La région est connue officiellement sous le nom d’Epire par le gouvernement Grecque mais dans le nord-ouest de la Grèce chaque personne connaît cette région sous le nom de Tchameria.
Chaque personne de cette région témoigne qu’il qu’elle est un tcham en affirmant que les tchams sont albanais. C’est pour cette raison que la Grèce ne reconnaît pas officiellement la région sous le nom de Tchameria. Le cœur de la Tchameria est aussi appelé Thesprotia.

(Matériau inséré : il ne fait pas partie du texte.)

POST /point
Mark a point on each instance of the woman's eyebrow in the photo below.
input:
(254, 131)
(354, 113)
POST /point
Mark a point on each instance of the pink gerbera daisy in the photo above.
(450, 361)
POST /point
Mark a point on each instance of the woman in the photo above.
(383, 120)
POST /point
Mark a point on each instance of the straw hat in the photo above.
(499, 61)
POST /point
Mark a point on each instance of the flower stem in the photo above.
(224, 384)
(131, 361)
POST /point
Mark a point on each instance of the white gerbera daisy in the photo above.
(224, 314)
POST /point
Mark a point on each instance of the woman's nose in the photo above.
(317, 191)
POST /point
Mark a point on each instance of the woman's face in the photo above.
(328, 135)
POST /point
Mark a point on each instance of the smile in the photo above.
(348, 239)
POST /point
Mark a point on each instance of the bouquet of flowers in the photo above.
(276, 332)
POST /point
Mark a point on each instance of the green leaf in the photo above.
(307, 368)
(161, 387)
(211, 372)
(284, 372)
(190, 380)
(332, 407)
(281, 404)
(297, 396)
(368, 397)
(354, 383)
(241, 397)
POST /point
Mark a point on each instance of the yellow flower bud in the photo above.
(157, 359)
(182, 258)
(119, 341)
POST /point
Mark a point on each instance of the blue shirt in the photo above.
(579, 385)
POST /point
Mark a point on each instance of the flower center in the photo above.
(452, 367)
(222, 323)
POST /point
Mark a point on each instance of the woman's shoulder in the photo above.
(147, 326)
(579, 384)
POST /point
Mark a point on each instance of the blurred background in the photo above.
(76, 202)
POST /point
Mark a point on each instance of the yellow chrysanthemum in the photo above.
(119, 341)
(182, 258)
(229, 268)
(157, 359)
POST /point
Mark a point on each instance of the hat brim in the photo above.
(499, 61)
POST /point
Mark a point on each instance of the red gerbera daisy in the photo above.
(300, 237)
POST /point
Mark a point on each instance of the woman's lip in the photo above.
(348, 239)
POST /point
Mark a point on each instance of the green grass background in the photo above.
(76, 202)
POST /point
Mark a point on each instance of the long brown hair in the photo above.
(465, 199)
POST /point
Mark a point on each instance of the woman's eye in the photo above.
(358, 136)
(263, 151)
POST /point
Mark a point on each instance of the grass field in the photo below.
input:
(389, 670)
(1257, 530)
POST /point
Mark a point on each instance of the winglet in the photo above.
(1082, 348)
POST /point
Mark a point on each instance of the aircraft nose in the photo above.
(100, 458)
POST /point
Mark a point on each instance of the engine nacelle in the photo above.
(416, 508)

Puisque je suis de Tchameria moi-même , mon propre avis est que cette région a toujours été a une majorité albanaise (puisque beaucoup de personnes d'autres groupes ethniques ont émigré loin, qui a compensé de façon ou d'autre le déplacement de quelques Albanais pendant la première et la deuxième guerre mondiale!) et tout le Tchams expulsé sans justification de Grèce sont très bien accueillis par toutes les personnes albanaises ici, il y a une résolution de l'ONU qui demande au gouvernement grec de rapatrier nos frères et soeurs de nouveau à leurs maisons, où ils sont nées parmi le reste de nous. Cette section est consacrée aux centaines de milliers d'Albanais de la région de Tchameria expulsée par la force, par les forces grecques en 1944 et qui résident maintenant dans la République d’Albanie et à la mémoire de 850.000 Albanais Tchams envoyés en Turquie au cours de la période entre 1913-44. Pendant l'été de 1944, les forces néonazis menées par Zervas ont attaqué beaucoup de villages et des villes dans la région de Chameria et en conséquence 9.000 Albanais (enfants y compris, femmes et vieux gens) ont été tuées aléatoirement. Un nombre considérable d'Albanais ont été expulsés et habitent maintenant en Albanie. Le nombre officiel de ces réfugiés albanais de Tchameria est entre 150.000 et 300.000. Aujourd'hui ils ont formé leur propre association patriotique et culturelle albanaise basée à Tirana et qui est j active à travers toute l'Albanie. Ils demandent au gouvernement grec à Athènes Grèce, d'être rapatriés dans leurs terres et aussi des compensations pour l'utilisation de leurs terres pendant les 50 dernières années illégalement par la Grèce . Également ils se rallient pour l'ouverture des écoles albanaises aux Albanais habitants encore dans le région de Tchameria. La politique de l'expulsion des Albanais Chams de Tchameria avait commencé plus tôt que 1944. Les Grecs aussi bien que des Serbes ont suivi le même modèle dans la politique en ce qui concerne des Albanais. Souvent ils avaient signé des documents avec le gouvernement turc pour l'échange des musulmanes avec des populations chrétiennes. Pendant tout ceci pas un simple Cham n'a été demandé !. En raison d'une telle politique presque 850.000 Albanais Chams de Tchameria ont été envoyés en Turquie, où ils sont arrangés dans la région d'Asie .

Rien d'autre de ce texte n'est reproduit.